On the ecological complexity of novels.

A few years ago, I was giving a joint talk with Masahiko Shimada, the famous Japanese novelist of my own generation, at the Asahi Culture Center in Tokyo. We were discussing the nature of good literary works, and I happened to mention that the repetition of words was not necessarily a bad thing, although abhorred by editors in general. What I was trying to allude to at that time was the importance of repetitions in the spoken language, especially those that accompany dances and other rhythmic actions in daily life. Close to life in its nature, the liberation of repetition could broaden the universe of literal expression, I suggested

Masahiko then said something interesting that set me pondering. He said that any great novel is like a dictionary. To take an example from the Japanese literature, consider Soseki Natsume. The vocabulary that Natsume uses in his novels is quite vast, and it encompasses a large sea of words employed in the written and spoken forms of the Japanese language. A Natsume novel is a "dictionary" in effect structured along a storyline, covering and giving a lively list of virtually all the words that are used in the cosmos of our native tongue.
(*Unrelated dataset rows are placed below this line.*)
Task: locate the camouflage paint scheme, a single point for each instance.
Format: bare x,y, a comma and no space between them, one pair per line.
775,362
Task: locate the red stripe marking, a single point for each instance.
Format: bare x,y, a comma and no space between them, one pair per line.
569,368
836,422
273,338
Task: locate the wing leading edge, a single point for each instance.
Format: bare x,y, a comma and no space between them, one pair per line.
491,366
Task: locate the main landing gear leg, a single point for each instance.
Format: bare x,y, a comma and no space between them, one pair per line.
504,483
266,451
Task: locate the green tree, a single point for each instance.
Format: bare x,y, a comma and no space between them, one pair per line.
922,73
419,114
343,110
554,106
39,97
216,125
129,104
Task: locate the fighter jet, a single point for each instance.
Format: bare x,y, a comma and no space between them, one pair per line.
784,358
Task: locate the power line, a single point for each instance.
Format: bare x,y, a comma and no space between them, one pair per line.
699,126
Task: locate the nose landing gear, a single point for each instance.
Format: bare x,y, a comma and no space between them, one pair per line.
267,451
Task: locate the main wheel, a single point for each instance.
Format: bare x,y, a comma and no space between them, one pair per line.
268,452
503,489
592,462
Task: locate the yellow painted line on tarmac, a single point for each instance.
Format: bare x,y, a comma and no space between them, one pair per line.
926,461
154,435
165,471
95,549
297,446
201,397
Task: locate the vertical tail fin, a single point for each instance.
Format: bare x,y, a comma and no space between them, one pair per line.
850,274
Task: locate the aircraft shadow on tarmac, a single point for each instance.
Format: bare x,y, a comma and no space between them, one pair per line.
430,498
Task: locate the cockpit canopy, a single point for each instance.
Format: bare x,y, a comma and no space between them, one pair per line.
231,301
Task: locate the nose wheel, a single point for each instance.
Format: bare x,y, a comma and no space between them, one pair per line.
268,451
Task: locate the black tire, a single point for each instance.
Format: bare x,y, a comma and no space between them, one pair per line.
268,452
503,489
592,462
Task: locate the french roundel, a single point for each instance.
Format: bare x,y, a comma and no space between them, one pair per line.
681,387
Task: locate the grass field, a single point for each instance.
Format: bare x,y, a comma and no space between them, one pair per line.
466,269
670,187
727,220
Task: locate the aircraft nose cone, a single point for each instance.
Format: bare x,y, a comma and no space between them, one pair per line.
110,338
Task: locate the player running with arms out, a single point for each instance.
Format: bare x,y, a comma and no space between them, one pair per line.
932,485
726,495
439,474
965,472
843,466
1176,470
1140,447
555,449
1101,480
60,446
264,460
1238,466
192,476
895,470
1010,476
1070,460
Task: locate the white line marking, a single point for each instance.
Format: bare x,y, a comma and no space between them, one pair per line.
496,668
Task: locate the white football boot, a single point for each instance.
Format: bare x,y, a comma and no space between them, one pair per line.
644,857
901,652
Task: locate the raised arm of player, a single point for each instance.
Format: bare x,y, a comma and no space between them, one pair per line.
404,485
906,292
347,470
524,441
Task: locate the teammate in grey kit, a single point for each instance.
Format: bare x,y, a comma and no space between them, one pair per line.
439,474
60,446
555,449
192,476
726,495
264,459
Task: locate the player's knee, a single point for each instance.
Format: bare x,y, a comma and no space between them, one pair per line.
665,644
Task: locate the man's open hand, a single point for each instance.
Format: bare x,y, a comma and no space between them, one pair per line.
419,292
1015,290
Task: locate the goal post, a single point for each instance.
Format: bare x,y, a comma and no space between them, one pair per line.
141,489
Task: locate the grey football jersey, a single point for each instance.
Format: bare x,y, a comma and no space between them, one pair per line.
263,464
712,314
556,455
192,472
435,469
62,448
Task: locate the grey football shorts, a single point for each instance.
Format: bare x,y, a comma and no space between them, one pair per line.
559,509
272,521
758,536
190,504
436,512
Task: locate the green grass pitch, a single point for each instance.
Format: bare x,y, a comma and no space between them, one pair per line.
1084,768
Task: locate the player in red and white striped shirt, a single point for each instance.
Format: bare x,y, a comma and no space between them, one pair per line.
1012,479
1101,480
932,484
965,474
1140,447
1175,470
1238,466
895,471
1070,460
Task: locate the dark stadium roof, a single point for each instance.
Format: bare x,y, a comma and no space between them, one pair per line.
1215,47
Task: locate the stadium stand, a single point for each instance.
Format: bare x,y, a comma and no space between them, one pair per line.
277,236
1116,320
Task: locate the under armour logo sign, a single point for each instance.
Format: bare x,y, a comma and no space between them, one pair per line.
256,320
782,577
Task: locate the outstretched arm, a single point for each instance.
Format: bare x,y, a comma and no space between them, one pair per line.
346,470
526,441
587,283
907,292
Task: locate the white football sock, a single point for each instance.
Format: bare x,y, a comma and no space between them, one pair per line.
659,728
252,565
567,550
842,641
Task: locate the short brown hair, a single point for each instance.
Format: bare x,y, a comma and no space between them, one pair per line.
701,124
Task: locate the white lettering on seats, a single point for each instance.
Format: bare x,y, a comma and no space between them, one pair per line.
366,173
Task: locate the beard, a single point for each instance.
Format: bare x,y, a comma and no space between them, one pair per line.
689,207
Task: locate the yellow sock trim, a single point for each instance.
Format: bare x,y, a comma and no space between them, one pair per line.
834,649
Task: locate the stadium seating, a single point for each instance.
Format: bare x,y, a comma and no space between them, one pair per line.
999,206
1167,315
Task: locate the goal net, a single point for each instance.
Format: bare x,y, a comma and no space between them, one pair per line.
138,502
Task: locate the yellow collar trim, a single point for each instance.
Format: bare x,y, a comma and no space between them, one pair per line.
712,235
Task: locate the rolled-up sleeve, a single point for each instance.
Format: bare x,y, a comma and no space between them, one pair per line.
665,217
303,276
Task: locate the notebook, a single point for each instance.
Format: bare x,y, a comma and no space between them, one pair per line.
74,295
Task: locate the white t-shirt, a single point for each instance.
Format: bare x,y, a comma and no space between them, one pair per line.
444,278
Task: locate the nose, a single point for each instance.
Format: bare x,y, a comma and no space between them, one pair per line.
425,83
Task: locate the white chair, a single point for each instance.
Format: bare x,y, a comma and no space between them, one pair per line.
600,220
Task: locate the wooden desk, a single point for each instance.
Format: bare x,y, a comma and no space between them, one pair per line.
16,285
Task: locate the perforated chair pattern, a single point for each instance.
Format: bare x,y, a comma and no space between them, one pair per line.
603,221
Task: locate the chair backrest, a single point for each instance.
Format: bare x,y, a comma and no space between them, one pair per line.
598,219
The discussion with Masahiko at that time prompted a wave of thoughts about the richness that complexity would generate, how it is related to the philosophy of life. In the Amazonian rainforest, it is known that the same species of vegetation thrives far apart from each other, a multitude of different kinds mixing and co-existing within a tightly woven ecological system. In such a system, the lack of repetition of the same element is a hallmark of the richness of complexity. An obvious analogy can be made between ecology and novels.

It is a worthy ambition for anybody interested in linguistic expression to author a "virtual-dictionary" type work of literature. Technical writings in science and mathematics often suffer from monoculture in words, for the very reason that certain expression and phrases needs to be eradicated to ascertain logical coherence. It is then by no accident that in the beloved literature of the world insanity and illogicality must sometimes surface, as these traits are admittedly major members in the universe of human spiritually, calling for appropriate corresponding expressions in the spoken and written language.